07 July 2011, 11:53

The Members of European Parliament voted 347-258 votes against the proposal with 62 absentations.

The proposal was backed by France, Germany and the UK who had argued that the economic recession has presented an opportunity to reduce carbon emissions at a lesser economic cost. The proposal in the European Parliament had come after a report had predicted that a 30% emission reduction target by 2020 was essential for the long-term target of reducing carbon emissions by 80% by 2050 from 1990 levels.
The report had also defended an ambitious target claiming that the savings from reduced fuel consumption and improved air quality would more than offset the investments required for reducing carbon emissions.

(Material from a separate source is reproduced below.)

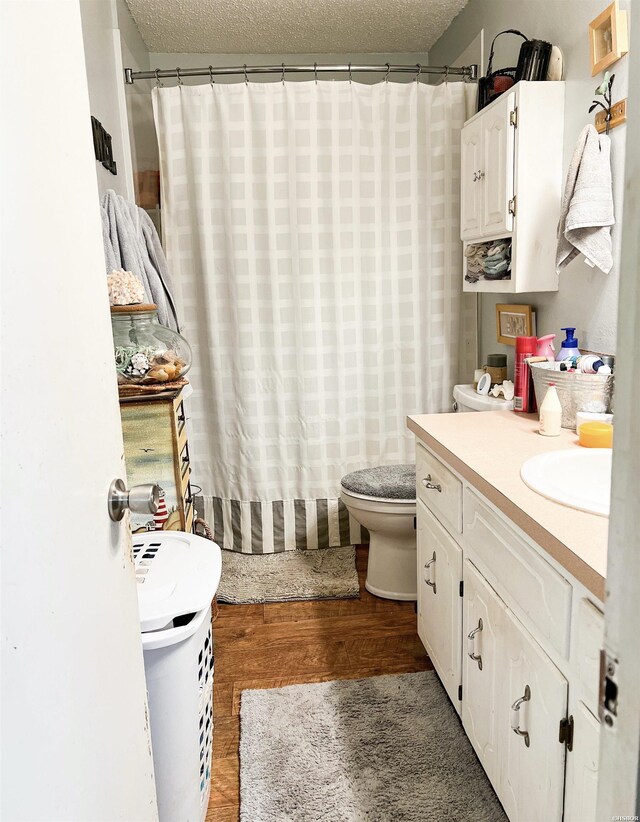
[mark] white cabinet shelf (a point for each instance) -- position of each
(511, 183)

According to the report, about €270 billion investment would be required for achieving ambitious carbon emission reduction targets while the fuel savings would be worth about €360 billion and air quality improvements would be worth about €88 billion.
According to media reports, MEPs from the UK's Conservative Party voted against the proposal even through the party leader Prime Minister David Cameroon was in favour of the proposal. Many opponents believe that the European Union must not take an unilateral approach to reduce carbon emissions especially when other major economies like the United States, China and India have committed to no such targets.
The opponents also believe that the increased targets would result in added economic burden on many member states already reeling under the economic recession. Increased targets could result in increase in domestic energy prices which could even lead to companies shifting manufacturing bases out of Europe.
The vote comes two weeks after Poland, currently holding the European Union Presidency, opposed increasing the emission reduction target to 25% by 2020.